Style Guide

This page describes the coding style and conventions used in ICOS-FL.

Code Formatting

ICOS-FL uses the following tools for code formatting:

  • Black: Code formatter

  • isort: Import sorter

  • Ruff: Linter

  • mypy: Type checker

These tools are configured in pyproject.toml and enforced via pre-commit hooks.

Black Configuration

[tool.black]
line-length = 99
target-version = ["py310", "py311", "py312"]

isort Configuration

[tool.isort]
profile = "black"
multi_line_output = 3
include_trailing_comma = true
force_grid_wrap = 0
use_parentheses = true
line_length = 99
known_first_party = ["icos_fl"]

Ruff Configuration

[tool.ruff]
target-version = "py310"
output-format = "full"
line-length = 99
fix = true

[tool.ruff.lint]
select = [
  "E", "F", "W",  # flake8
  "C",            # mccabe
  "I",            # isort
  "N",            # pep8-naming
  "D",            # flake8-docstrings
  "ANN",          # flake8-annotations
  # ...
]

mypy Configuration

[tool.mypy]
warn_return_any = true
warn_unused_configs = true
# ...

Naming Conventions

Follow these naming conventions:

Variables and Functions

  • Use snake_case for variable and function names

  • Use descriptive names that indicate purpose

  • Avoid single-letter names except for loop indices

# Good
time_series_data = fetch_data()
normalized_data = normalize_data(time_series_data)

# Bad
ts = fetch_data()
nd = normalize_data(ts)

Classes

  • Use PascalCase for class names

  • Use noun phrases that describe what the class represents

# Good
class TimeSeriesDataset:
    pass

class LSTMModel:
    pass

# Bad
class process_data:
    pass

class data:
    pass

Constants

  • Use UPPER_CASE for constants

  • Constants should be defined at the module level

# Good
MAX_SEQUENCE_LENGTH = 100
DEFAULT_BATCH_SIZE = 64

# Bad
maxSequenceLength = 100
default_batch_size = 64

Modules and Packages

  • Use lowercase for module and package names

  • Use short, descriptive names

  • Avoid underscores in module names

# Good
from icos_fl.utils.processor import Processor

# Bad
from icos_fl.Utils.data_processor import Processor

Type Variables

  • Use PascalCase for type variables

  • Use single-letter names for simple type variables

  • Use descriptive names for complex type variables

# Good
T = TypeVar('T')
TensorData = TypeVar('TensorData', bound=torch.Tensor)

# Bad
t = TypeVar('t')
tensor_data = TypeVar('tensor_data', bound=torch.Tensor)

Docstring Style

ICOS-FL uses Google-style docstrings:

def fetch_data(timeout: int = 60) -> pd.DataFrame:
    """Fetch time series data from DataClay.

    Args:
        timeout: Maximum time to wait for data in seconds

    Returns:
        DataFrame containing the processed time series data

    Raises:
        TimeoutError: If no data is available within the timeout period
        DataClayException: If there is an error connecting to DataClay

    Example:
        >>> fetcher = Fetcher()
        >>> df = fetcher.fetch_data(timeout=30)
        >>> print(df.shape)
        (300, 4)
    """

Class Docstrings

class TimeSeriesDataset(Dataset):
    """Dataset for time series prediction with sliding window approach.

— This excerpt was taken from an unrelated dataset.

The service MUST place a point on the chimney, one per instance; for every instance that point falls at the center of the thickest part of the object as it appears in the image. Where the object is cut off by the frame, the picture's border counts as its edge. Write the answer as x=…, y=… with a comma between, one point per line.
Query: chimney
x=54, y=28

    Creates sequences of consecutive time steps as inputs and
    uses the next value as the prediction target.

    Attributes:
        data: The time series data
        time_step: Number of time steps in each sequence
        metric: The target metric column
        device: PyTorch device to place tensors on
    """

Module Docstrings

"""Utilities for processing time series data.

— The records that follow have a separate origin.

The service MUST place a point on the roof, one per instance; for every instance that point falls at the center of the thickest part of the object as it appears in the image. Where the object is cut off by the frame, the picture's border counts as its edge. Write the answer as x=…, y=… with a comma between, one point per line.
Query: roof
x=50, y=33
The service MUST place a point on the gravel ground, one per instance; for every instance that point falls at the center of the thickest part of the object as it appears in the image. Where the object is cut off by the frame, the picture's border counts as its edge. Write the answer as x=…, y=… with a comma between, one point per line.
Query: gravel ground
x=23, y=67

This module provides classes and functions for processing time series data
for LSTM model training, including normalization, sequence creation, and
DataLoader generation.
"""

File Layout

Follow this order for file contents:

  1. Module docstring

  2. Imports (grouped as described in Imports section)

  3. Constants

  4. Global variables

  5. Classes

  6. Functions

  7. Main execution block (if applicable)

Import Conventions

Organize imports in the following groups, separated by a blank line:

  1. Standard library imports

  2. Third-party imports

  3. Local application imports

Within each group, sort imports alphabetically.

# Standard library imports
import os
import sys
import time
from typing import Dict, List, Optional, Tuple

# Third-party imports
import numpy as np
import pandas as pd
import torch
import torch.nn as nn
from dataclay import Client, DataClayObject

# Local application imports
from icos_fl.models.lstm import LSTMModel
from icos_fl.utils.colors import BGRN, WHT, paint

Avoid wildcard imports:

# Good
from torch.nn import LSTM, Linear, MSELoss

# Bad
from torch.nn import *

Line Length

Maximum line length is 99 characters. For long lines:

  • Use parentheses for line continuation in expressions

  • Use backslashes only when necessary (prefer parentheses)

  • Break lines before operators

# Good
long_expression = (
    first_variable + second_variable + third_variable
    + fourth_variable + fifth_variable
)

# Also good
def long_function_name(
    arg1: str,
    arg2: int,
    arg3: Optional[Dict[str, Any]] = None,
) -> None:
    pass

Whitespace

Follow these whitespace conventions:

  • Use 4 spaces for indentation (no tabs)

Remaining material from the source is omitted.